Maine’s seafood industry is getting a $2.5 million investment aimed at making the seafood supply chain more resilient and giving fishermen and aquaculturists a broader online market during the coronavirus pandemic.

The Island Institute, Luke’s Lobster and Silicon Valley Community Foundation said on Wednesday that they will put up the money and partner to expand and diversify the Luke’s Lobster e-commerce business, which sells products from fishermen. The collaboration also involves meeting environmental goals and providing education about the seafood industry.

Luke’s, based in Saco, is a processing facility and restaurant chain that buys seafood directly from fishermen. It set up the website in April when virus-related restrictions caused it to temporarily close all but one of its 26 shacks in the United States and 11 overseas. While it recently reopened 14 U.S. shacks for takeout and delivery, this project will focus on building its e-commerce business.

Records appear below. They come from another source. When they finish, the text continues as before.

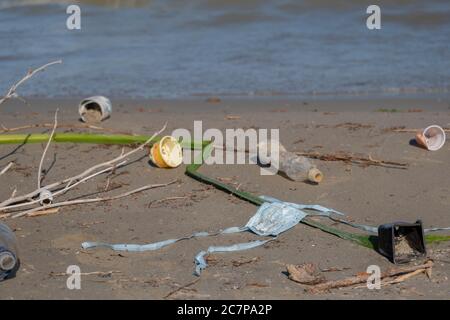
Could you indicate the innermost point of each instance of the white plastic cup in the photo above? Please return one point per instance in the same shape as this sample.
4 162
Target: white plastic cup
45 197
432 138
99 103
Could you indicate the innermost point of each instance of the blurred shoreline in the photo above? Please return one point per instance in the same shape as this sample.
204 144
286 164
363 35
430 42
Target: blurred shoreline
175 49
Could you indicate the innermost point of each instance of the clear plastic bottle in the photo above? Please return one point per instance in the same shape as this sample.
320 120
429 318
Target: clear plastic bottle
295 167
9 260
298 168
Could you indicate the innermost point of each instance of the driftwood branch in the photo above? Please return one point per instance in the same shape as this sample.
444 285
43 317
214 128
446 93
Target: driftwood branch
12 92
349 158
50 138
59 192
92 200
9 204
5 169
63 125
406 130
322 287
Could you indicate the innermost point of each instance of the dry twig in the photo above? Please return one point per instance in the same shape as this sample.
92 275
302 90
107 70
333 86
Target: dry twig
345 157
50 138
361 278
6 168
85 175
84 201
12 92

The investment will go toward making more types of farmed and caught seafood available through the website, which already sells lobsters, crabs, scallops and oysters. It recently added seasonal seafood products with short harvest windows including Gulf of Maine dayboat scallops and fresh halibut.

Rob Snyder, president of the Island Institute, a Rockland-based nonprofit that focuses on sustaining island and coastal Maine communities, said the collaboration is a response to the pandemic and aims to minimize “potentially catastrophic community and economic disruptions” while building up resilience in the supply chain in case of future crises.

He said upward of 70 percent of fishermen on the Maine coast, peninsulas and islands are self-employed and have been hard hit by the pandemic.

Luke’s and the institute will also use the funding to meet environmental goals and social objectives such as providing technical assistance on clean energy and water quality improvement projects. The money will be used to collect data and look for ways to decarbonize the seafood supply chain. The collaboration will be overseen by a five-person advisory committee.

“There have been many bumps in the road in 2020 for Luke’s Lobster and the Maine seafood community, but this gives a much-needed shot in the arm,” Luke Holden, CEO of the seafood processor, said.